LevelDB is one key/value store built by Google. It can support an ordered mapping from string to string. LSM-tree is one type of write-optimized B-tree variants consisting of key-value pairs. It allows large sequential writes as opposed to small random writes. LevelDB is an open source LSM-tree implementation.
Two googlers Jeff Dean and Sanjay Ghemawat were inspired by the design scheme of bigtable tablet. Tablets in bigtable are defined as segments of the table split along chosen row. They wanted to build one open-source system containing the characteristic of bigtable tablet. Aside from that, they hoped leveldb can support chrome in its IndexedDB implementation. This is the origin of leveldb.
It puts temporarily accessed data into MemTable and periodically move data from MemTable into Immutable MemTable. Aside form that, it adopts compaction to reduce the invalid data in each level and then generates one new block at next level.
Before every insertion, update or delete, system need to add the message to log. In case of node's failure, uncommited messages can be retrieved and do operation again for recovery.

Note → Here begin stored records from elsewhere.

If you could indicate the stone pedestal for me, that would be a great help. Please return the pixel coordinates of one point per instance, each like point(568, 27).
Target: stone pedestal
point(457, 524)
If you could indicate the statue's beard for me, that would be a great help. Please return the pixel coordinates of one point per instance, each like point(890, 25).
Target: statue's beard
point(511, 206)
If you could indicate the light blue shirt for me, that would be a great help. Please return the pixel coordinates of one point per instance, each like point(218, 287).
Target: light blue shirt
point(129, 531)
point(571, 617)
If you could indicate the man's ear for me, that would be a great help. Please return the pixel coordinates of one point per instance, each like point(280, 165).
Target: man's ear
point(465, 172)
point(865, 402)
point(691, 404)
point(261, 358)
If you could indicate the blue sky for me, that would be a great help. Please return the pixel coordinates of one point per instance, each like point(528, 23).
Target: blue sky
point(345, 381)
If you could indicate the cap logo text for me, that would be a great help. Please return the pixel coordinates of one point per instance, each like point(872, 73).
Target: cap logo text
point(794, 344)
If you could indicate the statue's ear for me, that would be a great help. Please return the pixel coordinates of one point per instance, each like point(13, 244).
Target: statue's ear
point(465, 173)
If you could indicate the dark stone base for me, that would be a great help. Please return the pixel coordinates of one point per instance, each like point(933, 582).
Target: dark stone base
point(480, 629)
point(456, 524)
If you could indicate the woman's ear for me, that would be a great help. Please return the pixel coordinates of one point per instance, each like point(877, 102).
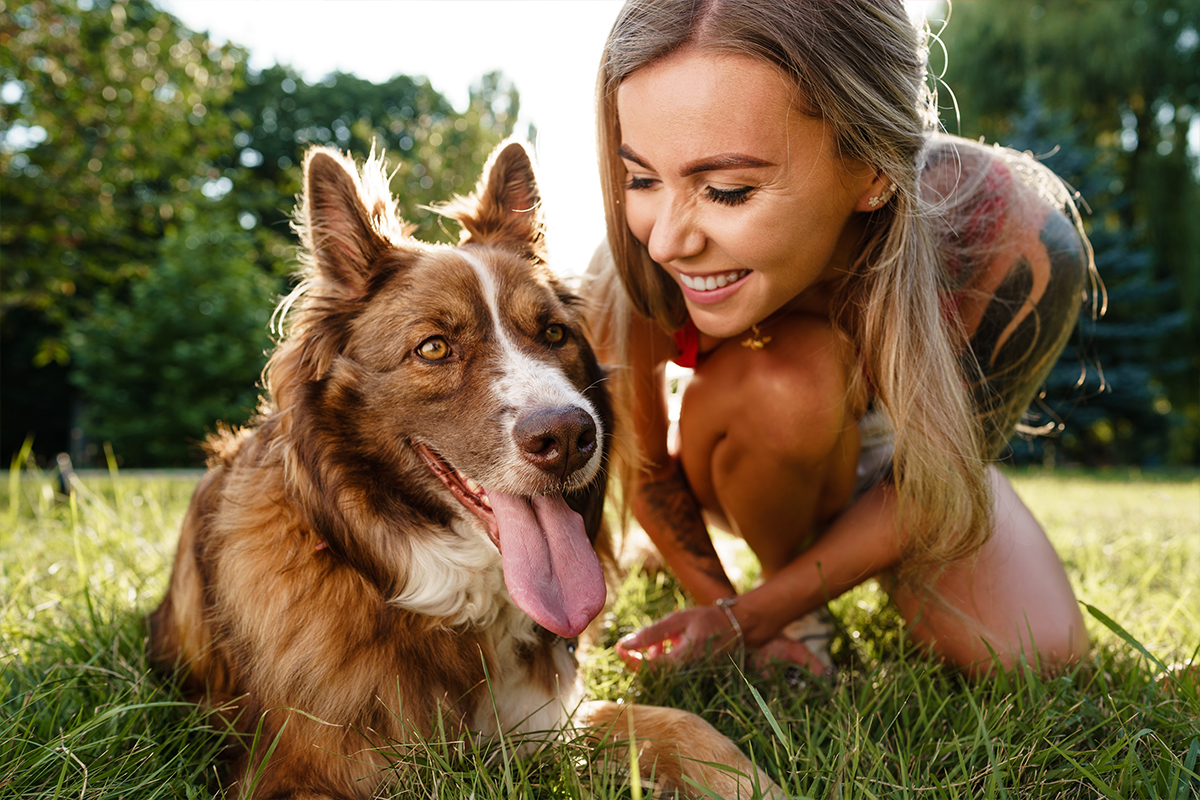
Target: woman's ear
point(877, 193)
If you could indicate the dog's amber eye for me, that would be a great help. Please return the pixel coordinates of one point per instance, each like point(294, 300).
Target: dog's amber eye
point(433, 349)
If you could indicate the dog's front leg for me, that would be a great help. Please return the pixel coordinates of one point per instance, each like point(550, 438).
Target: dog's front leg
point(677, 751)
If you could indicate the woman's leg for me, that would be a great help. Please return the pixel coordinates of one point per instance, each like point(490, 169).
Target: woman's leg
point(1014, 597)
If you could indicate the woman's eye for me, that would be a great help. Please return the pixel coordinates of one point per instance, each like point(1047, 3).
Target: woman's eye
point(729, 197)
point(433, 349)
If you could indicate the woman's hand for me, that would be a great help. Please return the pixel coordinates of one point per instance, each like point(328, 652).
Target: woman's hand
point(679, 637)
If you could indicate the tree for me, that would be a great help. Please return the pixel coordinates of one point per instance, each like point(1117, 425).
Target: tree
point(1116, 82)
point(107, 133)
point(142, 166)
point(181, 353)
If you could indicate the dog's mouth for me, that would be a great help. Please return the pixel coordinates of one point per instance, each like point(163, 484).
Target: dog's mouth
point(550, 566)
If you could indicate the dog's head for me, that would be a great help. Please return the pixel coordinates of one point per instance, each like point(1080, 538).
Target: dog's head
point(424, 383)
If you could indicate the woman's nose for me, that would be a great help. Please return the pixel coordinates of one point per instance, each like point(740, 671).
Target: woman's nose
point(676, 234)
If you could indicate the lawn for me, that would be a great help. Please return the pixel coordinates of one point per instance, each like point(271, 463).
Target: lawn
point(81, 715)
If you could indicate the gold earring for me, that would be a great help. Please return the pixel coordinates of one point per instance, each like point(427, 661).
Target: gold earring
point(883, 197)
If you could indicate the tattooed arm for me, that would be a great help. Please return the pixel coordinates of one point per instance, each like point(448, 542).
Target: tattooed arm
point(1018, 270)
point(664, 504)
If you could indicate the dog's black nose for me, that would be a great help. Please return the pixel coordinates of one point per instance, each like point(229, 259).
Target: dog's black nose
point(557, 440)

Keys and values in leveldb are byte arrays with arbitrary length. It supports basic operations like Put(), Get(), Delete(). It also support Batch operations: Batch(). The whole process of operations will run together and return result in a single Batch operation. However, it does not support SQL queries because this is not a SQL type database. Aside from that, it has no support for indexing.
SSTable uses NSM to arrange data. It contains a set of arbitrary, sorted key-value pairs. At the end of the block, it provides the start offset and key value for each block. So bloom filter can be used to search for target block.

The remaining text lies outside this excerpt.